Image: ‘I Goat’ sculpture by Kenny Hunter in Spitalfields Market, London.
Charles Saumarez-Smith, British cultural historian, wrote in The Spectator of 17.3.12:
“I have hitherto resisted my wife’s frequent recommendations that I should read a daily blog about the life of the denizens of Spitalfields, but, now that they have been published in book form, I can see why she is such an enthusiast.
The Gentle Author is deliberately anonymous and bases his style on a combination of John Gay and Henry Mayhew, a pseudo-18th-century faux naïf, who wanders round his local neighbourhood collecting the tales of ordinary folk, including the last of the so-called swagmen who has a market stall in Spitalfields, the waiter in an Indian restaurant just off Brick Lane, Fred, who sells chestnuts at the corner of Bell Lane and Wentworth Street, and Paul Gardner, the fourth generation in his family to sell paper bags.
It is astonishing how many small traders survive through several generations and what stories they have to tell, like Maria Pellicci who works a 13-hour shift running her family’s café in the Roman Road, having left Tuscany in 1961. Many of them are immigrants, but they have been sucked into the life of the neighbourhood, sometimes over several generations, and are admirably unembittered about the racial prejudice they met in the 1950s.

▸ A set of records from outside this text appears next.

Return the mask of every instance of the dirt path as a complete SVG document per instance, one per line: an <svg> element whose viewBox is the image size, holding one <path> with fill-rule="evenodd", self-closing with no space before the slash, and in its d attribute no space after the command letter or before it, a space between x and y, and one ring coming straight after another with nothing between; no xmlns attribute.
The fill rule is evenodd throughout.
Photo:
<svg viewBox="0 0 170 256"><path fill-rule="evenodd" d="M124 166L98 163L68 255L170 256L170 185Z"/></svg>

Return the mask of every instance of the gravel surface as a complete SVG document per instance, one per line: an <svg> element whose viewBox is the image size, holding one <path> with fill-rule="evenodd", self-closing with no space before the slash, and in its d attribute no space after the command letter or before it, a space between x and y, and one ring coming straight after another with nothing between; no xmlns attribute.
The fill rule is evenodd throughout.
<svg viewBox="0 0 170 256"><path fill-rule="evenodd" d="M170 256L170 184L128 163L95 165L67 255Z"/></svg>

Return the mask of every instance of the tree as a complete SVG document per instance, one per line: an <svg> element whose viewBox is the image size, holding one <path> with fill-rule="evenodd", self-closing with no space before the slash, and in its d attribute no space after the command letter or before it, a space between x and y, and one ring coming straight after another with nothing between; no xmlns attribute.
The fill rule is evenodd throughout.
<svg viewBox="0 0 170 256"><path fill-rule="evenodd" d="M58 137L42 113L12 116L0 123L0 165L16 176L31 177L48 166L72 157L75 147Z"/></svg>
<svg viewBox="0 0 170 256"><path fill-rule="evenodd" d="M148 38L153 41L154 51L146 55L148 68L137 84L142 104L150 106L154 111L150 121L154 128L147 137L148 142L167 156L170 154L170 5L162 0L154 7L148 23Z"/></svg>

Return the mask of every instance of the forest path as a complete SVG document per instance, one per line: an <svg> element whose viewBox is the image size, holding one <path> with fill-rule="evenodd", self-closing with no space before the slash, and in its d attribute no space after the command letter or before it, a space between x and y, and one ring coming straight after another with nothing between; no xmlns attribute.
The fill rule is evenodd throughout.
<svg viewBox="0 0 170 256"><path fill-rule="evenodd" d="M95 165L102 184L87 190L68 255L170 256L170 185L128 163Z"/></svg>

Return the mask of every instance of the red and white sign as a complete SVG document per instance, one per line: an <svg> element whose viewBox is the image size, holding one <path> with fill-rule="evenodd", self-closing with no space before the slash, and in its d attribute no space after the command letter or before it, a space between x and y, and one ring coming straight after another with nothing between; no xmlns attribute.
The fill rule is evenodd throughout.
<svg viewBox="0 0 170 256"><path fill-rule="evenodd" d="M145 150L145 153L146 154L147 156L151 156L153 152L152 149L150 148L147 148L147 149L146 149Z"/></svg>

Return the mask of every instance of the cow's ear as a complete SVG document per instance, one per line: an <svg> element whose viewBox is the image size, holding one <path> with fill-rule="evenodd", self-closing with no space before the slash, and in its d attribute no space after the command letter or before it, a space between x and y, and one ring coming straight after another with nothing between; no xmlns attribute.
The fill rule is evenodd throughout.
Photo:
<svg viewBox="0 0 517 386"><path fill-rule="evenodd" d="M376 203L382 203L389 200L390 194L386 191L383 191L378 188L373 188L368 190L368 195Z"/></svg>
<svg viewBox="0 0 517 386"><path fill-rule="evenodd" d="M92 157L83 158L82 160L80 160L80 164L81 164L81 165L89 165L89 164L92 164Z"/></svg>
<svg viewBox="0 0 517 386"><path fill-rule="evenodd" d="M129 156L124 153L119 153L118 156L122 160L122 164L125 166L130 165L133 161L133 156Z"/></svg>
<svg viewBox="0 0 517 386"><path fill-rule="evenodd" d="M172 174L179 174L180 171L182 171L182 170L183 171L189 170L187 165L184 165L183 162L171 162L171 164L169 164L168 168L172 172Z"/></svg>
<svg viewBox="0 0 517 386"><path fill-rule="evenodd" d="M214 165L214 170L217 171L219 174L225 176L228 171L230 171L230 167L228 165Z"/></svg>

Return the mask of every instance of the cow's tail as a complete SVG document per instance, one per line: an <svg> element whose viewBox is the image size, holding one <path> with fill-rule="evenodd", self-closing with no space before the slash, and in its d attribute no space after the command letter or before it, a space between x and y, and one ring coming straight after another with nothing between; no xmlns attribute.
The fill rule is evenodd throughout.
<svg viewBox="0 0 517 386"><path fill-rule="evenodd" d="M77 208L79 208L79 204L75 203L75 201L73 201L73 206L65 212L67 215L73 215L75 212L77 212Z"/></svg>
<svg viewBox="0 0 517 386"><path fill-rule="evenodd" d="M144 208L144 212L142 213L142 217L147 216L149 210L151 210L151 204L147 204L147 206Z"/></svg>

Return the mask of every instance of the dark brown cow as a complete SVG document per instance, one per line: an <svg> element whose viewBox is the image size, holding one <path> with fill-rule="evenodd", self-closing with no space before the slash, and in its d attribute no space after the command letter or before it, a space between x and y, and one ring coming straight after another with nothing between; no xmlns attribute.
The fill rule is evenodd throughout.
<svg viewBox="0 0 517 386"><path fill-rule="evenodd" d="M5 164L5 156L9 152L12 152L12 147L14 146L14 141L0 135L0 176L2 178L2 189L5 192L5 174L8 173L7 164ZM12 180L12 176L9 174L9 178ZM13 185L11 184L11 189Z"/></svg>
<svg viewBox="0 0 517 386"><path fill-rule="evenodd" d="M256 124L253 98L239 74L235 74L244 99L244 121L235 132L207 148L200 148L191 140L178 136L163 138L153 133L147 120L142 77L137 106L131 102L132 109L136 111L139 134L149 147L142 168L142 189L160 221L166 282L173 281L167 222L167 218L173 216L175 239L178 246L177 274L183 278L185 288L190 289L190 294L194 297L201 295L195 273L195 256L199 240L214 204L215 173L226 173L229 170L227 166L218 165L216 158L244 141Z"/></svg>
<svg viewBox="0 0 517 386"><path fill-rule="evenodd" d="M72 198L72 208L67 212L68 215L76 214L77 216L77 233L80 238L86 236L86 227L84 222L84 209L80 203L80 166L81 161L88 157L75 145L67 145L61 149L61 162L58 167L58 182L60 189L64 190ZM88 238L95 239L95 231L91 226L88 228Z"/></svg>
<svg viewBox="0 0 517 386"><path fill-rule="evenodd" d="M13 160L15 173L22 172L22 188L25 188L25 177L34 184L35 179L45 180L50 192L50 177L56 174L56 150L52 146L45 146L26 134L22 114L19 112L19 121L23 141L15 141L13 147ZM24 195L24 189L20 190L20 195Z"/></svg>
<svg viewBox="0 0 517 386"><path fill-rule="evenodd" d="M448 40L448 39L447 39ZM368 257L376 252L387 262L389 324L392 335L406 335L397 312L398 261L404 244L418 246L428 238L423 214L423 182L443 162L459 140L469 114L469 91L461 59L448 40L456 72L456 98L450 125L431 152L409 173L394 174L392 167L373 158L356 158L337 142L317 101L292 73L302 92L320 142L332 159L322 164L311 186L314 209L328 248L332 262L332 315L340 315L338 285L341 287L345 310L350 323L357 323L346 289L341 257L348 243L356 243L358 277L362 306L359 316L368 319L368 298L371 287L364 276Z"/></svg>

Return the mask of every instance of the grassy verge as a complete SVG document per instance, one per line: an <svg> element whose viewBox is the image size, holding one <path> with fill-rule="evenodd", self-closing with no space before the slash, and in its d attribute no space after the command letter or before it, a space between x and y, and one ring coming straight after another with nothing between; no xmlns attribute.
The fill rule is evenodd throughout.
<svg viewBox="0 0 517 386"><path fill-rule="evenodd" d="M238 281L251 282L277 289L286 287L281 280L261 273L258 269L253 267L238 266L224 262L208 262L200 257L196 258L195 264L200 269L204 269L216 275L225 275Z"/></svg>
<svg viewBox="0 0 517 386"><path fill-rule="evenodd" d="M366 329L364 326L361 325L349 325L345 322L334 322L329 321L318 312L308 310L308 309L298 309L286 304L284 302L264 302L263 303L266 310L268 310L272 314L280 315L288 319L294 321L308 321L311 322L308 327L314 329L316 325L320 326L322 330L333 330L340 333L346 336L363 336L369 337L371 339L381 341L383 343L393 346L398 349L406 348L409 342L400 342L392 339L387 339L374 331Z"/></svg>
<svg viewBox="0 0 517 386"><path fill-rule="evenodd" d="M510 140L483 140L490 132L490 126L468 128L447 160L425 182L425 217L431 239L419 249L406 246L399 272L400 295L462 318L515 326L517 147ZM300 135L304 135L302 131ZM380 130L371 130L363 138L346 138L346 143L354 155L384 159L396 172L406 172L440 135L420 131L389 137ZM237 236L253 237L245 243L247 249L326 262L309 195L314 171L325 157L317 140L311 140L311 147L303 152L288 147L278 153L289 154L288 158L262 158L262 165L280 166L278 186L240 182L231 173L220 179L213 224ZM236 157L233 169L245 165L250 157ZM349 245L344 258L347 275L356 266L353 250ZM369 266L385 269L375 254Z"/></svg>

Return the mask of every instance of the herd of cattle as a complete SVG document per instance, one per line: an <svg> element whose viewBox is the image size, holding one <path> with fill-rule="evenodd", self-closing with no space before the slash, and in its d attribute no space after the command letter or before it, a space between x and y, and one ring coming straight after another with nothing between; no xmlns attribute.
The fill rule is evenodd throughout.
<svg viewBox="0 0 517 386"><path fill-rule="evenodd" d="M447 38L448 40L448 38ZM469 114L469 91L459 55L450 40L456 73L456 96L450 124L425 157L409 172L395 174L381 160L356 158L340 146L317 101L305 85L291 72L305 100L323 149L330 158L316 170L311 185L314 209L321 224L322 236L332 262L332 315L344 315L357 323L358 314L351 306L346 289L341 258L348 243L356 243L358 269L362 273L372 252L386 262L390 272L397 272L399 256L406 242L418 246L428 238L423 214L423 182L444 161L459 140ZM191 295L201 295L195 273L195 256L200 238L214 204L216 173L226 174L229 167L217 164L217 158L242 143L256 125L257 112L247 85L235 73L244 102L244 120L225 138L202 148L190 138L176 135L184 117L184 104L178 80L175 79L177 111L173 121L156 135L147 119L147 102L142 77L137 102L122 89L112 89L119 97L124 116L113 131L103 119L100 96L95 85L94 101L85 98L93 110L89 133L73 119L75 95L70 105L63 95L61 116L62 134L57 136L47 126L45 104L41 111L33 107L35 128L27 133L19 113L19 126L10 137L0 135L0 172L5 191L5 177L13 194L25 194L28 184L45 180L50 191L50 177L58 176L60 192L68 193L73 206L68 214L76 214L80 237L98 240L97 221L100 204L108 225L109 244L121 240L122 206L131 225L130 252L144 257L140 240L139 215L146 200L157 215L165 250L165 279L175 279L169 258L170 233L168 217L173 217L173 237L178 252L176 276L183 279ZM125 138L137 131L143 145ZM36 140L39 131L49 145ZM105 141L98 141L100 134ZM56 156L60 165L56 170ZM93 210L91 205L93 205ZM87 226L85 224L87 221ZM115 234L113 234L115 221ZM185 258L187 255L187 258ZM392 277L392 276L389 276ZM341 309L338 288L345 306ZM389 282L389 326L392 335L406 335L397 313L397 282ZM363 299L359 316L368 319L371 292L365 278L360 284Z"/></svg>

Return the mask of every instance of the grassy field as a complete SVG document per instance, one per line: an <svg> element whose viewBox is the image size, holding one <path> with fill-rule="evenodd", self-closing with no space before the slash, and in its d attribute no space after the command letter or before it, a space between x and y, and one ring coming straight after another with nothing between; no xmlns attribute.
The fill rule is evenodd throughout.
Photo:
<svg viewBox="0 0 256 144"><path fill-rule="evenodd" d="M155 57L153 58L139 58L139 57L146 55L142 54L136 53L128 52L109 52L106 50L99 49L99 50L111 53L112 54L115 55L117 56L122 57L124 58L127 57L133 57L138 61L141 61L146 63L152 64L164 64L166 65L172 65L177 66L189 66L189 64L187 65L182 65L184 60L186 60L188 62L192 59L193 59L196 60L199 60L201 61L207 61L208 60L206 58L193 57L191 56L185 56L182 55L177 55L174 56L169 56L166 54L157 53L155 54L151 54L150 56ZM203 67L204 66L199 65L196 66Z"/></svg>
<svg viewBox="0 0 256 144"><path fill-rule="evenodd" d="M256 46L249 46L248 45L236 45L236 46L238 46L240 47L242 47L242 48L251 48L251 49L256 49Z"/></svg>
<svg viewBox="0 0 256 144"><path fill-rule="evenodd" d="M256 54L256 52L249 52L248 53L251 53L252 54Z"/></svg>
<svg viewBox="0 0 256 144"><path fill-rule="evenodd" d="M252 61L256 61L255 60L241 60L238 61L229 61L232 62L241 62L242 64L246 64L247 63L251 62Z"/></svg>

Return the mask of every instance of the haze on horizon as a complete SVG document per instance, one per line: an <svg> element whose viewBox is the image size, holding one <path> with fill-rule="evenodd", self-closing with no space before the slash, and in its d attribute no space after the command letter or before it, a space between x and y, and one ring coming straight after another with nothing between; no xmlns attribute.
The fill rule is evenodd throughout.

There are some people who I would have liked to be included. I’m sorry, for example, that the Gentle Author never managed to interview David London, who ran an old East End tailors in the Bethnal Green Road, supplying suits to Gilbert and George before departing to Spain. And he ought to have caught Richard Naylor, an ex-architect, who established Jones the Dairy as a reincarnation of an old East End food shop in the late 1970s just off Columbia Road.
Some of the stories are incredibly moving, like the account of Joan Rose, who was brought up living poor in the Boundary Estate, where her father ran a greengrocers in Calvert Avenue, before moving to Blackpool in the war and became a teacher in Becontree. She comes back to visit Leila’s, which is now once again a greengrocers in Calvert Avenue.
Gradually, and without necessarily meaning to, the Gentle Author builds up a convincing picture of urban life below the radar of the urban sociologist, demonstrating far more convincingly than an economic historian how cities are dependent not just on big supermarkets, but on the hard work of small traders, working long hours, like the motor mechanics in the railway arches under the tracks leading into Liverpool Street who keep taxis on the road. They all have their tales to tell and they are often surprisingly eloquent about their abnegation of the profit motive, working for the love of it and from a sense of inherited duty.
Indeed, the Gentle Author has a philosophy of respect for these small traders which he describes in the entry for the man who sells paper bags: ‘His is a more equitable version of capitalism tempered by mutual respect and a belief in the essential goodness rather than the essential greediness of people’. Perhaps this is what Cameron means when he talks of the big society.
It’s not quite clear why the Gentle Author has decided to collect these stories. He’s not a professional sociologist or an urban philosopher, just someone with an endless curiosity about tales of ordinary life, a blogger. It gives his narrative an admirably dispassionate quality, like a modern-day August Sander and his photographs are reminiscent of Sander. His accounts should be enjoyed (as they are intended to be) as relics of ordinary lives, demonstrating how the ordinary is so often extraordinary on close inspection.
The book reminds me of my own trips wandering round the East End in the early 1970s, armed with Ian Nairn’s London and Geoffrey Fletcher’s The London Nobody Knows. Indeed, the Gentle Author has more than a touch of Geoffrey Fletcher in his ability to seek out the elegiac in the back streets of Spitalfields before it is overwhelmed by a tidal wave of gentrification and now high fashion, which is sweeping into Redchurch Street and converting every shop into a West End boutique.”